Bob Huggins Explains His ‘Fork-in-the-Road’ Moment

West Virginia head coach Bob Huggins faced a ‘fork-in-the-road’ decision after his first season as a graduate assistant with the Mountaineers in 1978.
He was a year removed from playing for WVU. He had tried out for, and failed to make, the Philadelphia 76ers roster. He enrolled at WVU in his master’s program at the last minute and was making practically nothing as a graduate assistant. His future wife was working the concession stand at WVU Coliseum and would bring home hot dogs.
The future Hall-of-Famer — who will be inducted into the Naismith Memorial Hall of Fame on Saturday — enjoyed his one season working for Joedy Gardner, who coached him as a player. But it doesn’t take long for opportunity to knock, and for Huggins, that took the form of dueling job offers.
After the 1977-78 season, Gardner left WVU for Northern Arizona. He wanted Huggins to go with him.
Huggins said no.
“I guess I didn’t want to go that far away from home,” Huggins said.
Another WVU coach left to take over at a community college in Yuma, Arizona. He wanted Huggins to follow him, too. Huggins wasn’t having any of that, either.
But that also meant there was no guarantee about his future.
While Huggins was born in Morgantown, he grew up in Port Washington, Ohio, playing for his dad, Charles, at Indian Valley South High School. Every year, his father hosted a basketball camp and Bob worked the camp as a coach. Just about every Division I coach in Ohio came through that camp, in part to support Charles Huggins, but also to recruit.
That’s where Bob Huggins met Eldon Miller.
Miller, a Pennsylvania native, spent worked his way up from Wittenberg to Western Michigan to Ohio State by the time Huggins was meeting his fork in the road. Miller was entering his third season with the Buckeyes. He needed an assistant coach.

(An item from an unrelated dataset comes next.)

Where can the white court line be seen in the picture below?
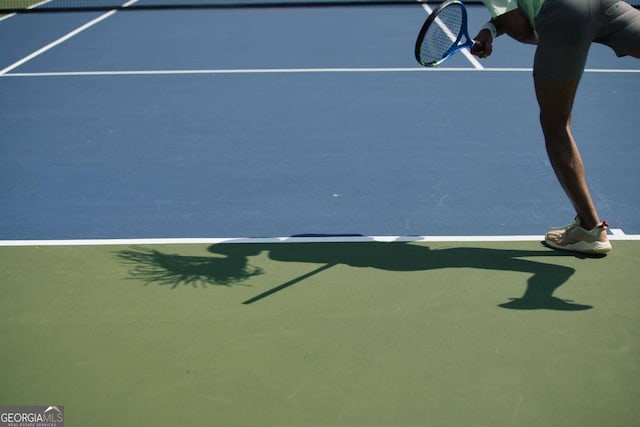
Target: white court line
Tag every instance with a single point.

Through his basketball camp connections, Huggins eventually ended up on Miller’s staff in Columbus.
“The next thing I know I can’t remember whether I was the non-paid coach or the very lowly paid coach,” Huggins said with a chuckle.
Miller helped him get a job at a sporting goods store to supplement his income. As Miller grew to trust Huggins, his job description grew, to the point where Huggins was leading the team’s scouting and participating in recruiting. He even helped get recruit his brother, Larry, to OSU.
In just two seasons, Huggins had done enough to impress the administration at Walsh College in North Canton, Ohio. The then-NAIA school made Huggins a head coach at age 27. Huggins turned the Cavaliers into winners, including a perfect 30-0 regular season in 1982-83.
Huggins has no idea what would have happened had he gone to Arizona instead of Ohio. But he knew one thing, even way back then.
“I loved being in West Virginia,” Huggins said. “I loved the people in West Virginia and I and I wanted to find a way to stay here.”
Ohio isn’t West Virginia, but it proved to help pave the path of Huggins’ return to the Mountaineers as head coach more than a decade ago.
Huggins is one of the most decorated coaches in college basketball history. Last season, he passed Bob Knight and Roy Williams on the all-time list and now has 916 career victories.
He is one of six Division I coaches to win at least 900 games, along with Duke’s Mike Krzyzewski, Syracuse’s Jim Boeheim, Jim Calhoun, Bob Knight and Roy Williams. Boeheim is the only other active coach with 900 or more wins.
Entering last season, Huggins was the only of the of six coaches with at least 900 career wins that wasn’t in the Hall of Fame. He is signed with the Mountaineers through after the 2026-27 season.
Huggins took Cincinnati (1992) and West Virginia (2010) to the Final Four in his long coaching career, which started his career at Division III Walsh, where he won 71 games in three seasons from 1980-83. Akron hired him, and in five seasons Huggins won 97 games and took the Zips to the NCAA Tournament.
At Cincinnati, Huggins helmed the program for 17 seasons, won 399 games, and reached the NCAA Tournament 14 games. After a season out of basketball, Huggins took the job at Kansas State in 2006 and led the Wildcats to a 23-win season before the West Virginia job opened up and he took it before the 2007-08 season.
Huggins has a bachelor’s degree and a master’s degree from WVU. Huggins and Williams are the only two coaches to win at least 300 games at two different schools.